To further confirm that silica exposure was increasing autophagy rather than blocking autophagic flux, we assessed LC3-I and LC3-II, the autophagy associated ubiquitin-specific chaperone p62, and total ubiquitinated protein levels by Western Blot (25, 28). Both intracellular p62 and total ubiquitinated protein levels were elevated in BMdM 24 hr following silica exposure (Figure 1D). Silica exposure increased LC3-II, consistent with increased autophagosome formation and with the observed increase in number of GFP-Puncta/Cell shown in Figure 1B. When silica-exposed cells were treated with Bafilomycin A1, we saw further increases in LC3-II, p62, and total ubiquitinated protein when compared to Bafilomycin A1-treated control. Together, our findings that silica with Bafilomycin A1 caused further accumulation of autophagic protein compared to Bafilomycin A1 alone supports the notion that silica exposure increases induction and/or the amount of carrier material moving through the autophagic pathway in macrophages, but does not necessarily result in impaired autophagic flux through the lysosome.

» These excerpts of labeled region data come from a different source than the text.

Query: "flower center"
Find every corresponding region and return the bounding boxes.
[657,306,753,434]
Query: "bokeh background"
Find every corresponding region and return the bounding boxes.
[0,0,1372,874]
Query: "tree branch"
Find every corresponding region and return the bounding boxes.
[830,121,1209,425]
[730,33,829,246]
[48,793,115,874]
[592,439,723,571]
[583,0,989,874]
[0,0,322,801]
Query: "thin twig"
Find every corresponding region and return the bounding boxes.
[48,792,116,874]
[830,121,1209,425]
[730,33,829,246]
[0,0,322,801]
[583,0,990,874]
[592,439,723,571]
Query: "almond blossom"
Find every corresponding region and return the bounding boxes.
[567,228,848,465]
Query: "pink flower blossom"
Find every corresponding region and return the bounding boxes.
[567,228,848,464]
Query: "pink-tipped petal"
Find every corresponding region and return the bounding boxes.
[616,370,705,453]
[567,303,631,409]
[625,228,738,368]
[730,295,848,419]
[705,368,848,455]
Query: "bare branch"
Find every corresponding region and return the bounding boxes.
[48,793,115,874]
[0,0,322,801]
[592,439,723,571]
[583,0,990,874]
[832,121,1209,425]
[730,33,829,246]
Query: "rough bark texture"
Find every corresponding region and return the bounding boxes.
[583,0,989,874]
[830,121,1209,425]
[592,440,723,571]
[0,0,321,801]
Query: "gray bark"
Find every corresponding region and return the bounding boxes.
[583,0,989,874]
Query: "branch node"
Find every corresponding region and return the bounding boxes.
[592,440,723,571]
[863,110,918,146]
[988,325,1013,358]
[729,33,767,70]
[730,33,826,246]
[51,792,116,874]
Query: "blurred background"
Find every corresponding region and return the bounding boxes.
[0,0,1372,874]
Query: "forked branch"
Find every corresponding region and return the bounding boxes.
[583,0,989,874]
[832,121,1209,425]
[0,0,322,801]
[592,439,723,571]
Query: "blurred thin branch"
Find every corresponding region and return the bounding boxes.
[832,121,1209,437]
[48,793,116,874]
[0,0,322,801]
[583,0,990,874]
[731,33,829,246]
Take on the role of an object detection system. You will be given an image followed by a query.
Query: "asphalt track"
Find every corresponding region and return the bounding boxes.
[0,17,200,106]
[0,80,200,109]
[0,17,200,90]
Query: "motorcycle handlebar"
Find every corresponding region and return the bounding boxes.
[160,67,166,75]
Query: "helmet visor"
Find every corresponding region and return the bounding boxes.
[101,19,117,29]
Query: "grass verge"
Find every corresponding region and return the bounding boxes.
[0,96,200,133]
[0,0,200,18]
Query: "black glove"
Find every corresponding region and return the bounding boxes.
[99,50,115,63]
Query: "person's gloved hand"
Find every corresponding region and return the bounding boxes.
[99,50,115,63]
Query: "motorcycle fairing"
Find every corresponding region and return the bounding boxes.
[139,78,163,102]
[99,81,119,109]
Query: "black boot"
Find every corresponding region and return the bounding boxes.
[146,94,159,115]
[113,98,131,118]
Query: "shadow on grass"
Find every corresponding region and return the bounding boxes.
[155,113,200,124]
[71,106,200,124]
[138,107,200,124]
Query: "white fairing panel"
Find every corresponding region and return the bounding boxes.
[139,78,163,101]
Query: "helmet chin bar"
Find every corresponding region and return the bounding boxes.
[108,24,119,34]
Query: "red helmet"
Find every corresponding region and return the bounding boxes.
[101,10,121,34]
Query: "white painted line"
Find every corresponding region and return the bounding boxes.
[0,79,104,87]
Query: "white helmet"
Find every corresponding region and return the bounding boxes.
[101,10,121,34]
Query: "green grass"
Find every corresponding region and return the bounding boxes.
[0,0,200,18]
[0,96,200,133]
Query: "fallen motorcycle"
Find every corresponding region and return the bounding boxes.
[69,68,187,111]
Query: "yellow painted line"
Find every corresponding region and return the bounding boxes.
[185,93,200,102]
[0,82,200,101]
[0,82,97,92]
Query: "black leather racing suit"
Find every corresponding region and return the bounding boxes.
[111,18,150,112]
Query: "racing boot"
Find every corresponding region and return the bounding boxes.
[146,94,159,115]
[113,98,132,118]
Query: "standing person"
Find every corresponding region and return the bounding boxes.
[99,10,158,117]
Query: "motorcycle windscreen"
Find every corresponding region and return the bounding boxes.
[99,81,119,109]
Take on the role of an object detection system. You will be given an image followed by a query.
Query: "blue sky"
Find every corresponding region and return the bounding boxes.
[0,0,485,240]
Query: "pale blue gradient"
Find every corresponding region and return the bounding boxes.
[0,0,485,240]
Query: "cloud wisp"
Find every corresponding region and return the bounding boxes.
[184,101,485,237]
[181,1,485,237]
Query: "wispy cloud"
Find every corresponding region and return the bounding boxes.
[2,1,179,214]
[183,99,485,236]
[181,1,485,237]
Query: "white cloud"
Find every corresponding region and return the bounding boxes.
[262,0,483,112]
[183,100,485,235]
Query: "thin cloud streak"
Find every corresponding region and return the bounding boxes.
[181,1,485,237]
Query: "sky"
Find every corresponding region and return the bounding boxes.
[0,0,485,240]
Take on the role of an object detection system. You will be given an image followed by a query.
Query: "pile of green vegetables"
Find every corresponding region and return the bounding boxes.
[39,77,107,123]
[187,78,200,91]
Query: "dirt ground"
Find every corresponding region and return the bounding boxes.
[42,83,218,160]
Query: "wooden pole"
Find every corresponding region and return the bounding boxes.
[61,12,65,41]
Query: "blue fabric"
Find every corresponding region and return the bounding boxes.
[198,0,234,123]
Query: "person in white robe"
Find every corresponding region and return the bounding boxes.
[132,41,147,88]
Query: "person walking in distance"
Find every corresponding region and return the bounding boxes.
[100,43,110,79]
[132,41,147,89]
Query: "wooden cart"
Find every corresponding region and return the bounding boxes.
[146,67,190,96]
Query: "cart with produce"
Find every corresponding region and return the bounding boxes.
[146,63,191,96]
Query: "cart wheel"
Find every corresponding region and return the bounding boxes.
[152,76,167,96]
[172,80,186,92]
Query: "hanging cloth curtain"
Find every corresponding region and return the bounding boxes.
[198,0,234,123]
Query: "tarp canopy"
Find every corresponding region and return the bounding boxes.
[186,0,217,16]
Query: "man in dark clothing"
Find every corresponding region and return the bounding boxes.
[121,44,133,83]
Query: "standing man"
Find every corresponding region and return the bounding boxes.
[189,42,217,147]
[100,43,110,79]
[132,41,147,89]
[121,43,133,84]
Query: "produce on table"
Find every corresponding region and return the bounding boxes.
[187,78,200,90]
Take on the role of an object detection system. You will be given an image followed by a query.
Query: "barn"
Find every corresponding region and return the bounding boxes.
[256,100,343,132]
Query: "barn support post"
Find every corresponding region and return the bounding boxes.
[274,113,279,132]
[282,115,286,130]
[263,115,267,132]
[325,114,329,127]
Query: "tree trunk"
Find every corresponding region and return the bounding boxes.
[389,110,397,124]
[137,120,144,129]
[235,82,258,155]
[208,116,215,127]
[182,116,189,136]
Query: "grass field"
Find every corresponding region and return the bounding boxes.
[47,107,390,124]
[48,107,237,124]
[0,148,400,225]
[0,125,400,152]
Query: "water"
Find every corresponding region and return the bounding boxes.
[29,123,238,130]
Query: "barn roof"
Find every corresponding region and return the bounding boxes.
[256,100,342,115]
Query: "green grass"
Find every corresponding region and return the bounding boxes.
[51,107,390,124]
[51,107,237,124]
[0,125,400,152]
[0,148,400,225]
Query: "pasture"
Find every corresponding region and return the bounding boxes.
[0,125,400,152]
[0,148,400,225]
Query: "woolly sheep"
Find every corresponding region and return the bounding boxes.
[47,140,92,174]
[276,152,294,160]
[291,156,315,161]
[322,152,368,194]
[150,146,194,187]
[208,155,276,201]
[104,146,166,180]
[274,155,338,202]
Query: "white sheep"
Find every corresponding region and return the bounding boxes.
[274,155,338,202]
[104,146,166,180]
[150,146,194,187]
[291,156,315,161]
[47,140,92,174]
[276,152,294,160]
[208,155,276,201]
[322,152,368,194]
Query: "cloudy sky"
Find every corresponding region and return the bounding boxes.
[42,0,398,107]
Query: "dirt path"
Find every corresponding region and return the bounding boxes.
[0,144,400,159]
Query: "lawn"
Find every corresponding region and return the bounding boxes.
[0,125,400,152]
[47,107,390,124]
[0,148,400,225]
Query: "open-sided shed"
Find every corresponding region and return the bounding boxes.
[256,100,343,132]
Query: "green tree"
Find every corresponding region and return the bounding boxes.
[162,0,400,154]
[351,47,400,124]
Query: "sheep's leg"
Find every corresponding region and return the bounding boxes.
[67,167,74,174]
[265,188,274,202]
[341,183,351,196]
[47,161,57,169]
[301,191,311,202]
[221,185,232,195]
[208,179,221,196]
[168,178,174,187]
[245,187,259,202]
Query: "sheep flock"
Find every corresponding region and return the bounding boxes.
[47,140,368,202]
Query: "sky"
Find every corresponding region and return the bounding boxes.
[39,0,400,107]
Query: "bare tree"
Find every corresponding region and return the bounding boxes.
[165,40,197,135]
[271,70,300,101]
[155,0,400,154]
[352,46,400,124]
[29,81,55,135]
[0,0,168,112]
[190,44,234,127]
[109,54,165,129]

Silica exposure enhances autophagy in AM in vivo
To determine if silica exposure increases autophagy in AM in vivo, we instilled C57Bl/6 mice with crystalline silica and assessed autophagy markers in isolated lung lavage cells lysates after 7 d. Lung lavage cells at this time are primarily composed of AM with some neutrophil influx (Figure 2A). Isolated AM from silica-exposed mice exhibited increased LC3-I and LC3-II levels, indicating increased autophagy (Figure 2B). P62 levels were also significantly elevated (Figure 2B), as well as were total ubiquitinated protein (Supplemental Figure 1). Isolated lung lavage cells from GFP-LC3 mice at 7 d had increased GFP-LC3 fluorescence and puncta (Figure 2D), further supporting our findings by Western Blot. Together, this data provides consistency between silica exposures’ ability to increase autophagy in BMdM in vitro with similar outcomes in AM in vivo.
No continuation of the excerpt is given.